But you must wonder what lies under the impenetrable platitudes he’s fed us for 18 years. To dance around the minefield of temptations, sycophants, groupies, is in itself a historic feat. But other than his two comrades from the glory years – Pettitte and Rivera, the landmarks of trademark Yankee dominance – Jeter must feel oddly out of place in this Yankee clubhouse. Gone are the requisite run producers that glittered up and down the Bronx Bombers’ lineup. So not only must Jeter fight his growing limitation and evaporating supporting cast, he must be as good as ever if the Yankees are to compete with Tampa, Baltimore, and newly-minted favorites in Toronto.

It’s a lot to ask, even if Jeter has answered nearly every prayer from a pampered fan base. One day Derek Jeter will wake up and not be able to stop, stab, and pirouette in the field. And the one-time rising star will one day whiff on a rising fastball. It will be a sad day in the Bronx. Andy Pettitte spoke wistfully about his sons, teaching them cutters and caginess. Mariano Rivera speaks in spiritual maxims. Though the two pitchers are clearly conflicted over leaving the sport they graced for so long, it’s obvious that Jeter is struggling the most with mortality. The fact that he hasn’t started a family is a vivid symbol of that struggle, as though he has no idea what do with his life once No. 2 is no longer No. 1.
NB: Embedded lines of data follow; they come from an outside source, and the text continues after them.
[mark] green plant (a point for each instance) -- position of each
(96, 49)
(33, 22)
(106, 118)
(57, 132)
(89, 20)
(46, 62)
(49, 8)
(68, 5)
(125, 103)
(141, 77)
We’ve seen splendid swan songs over the years, from John Elway to Jerome Bettis to Ray Lewis, whose resplendent careers ended with world championships. In each case the aging legend succumbed to age and surrendered to younger teammates. Jeter doesn’t have the luxury of the latter.

Thus it’s quite likely that Jeter won’t feel a Fall Classic under his feet again. And you need not be a Yankees fan to see how sad that is. You don’t have to feel sorry for Derek Jeter to hear the sorrow in a premature September Song for Mr. November.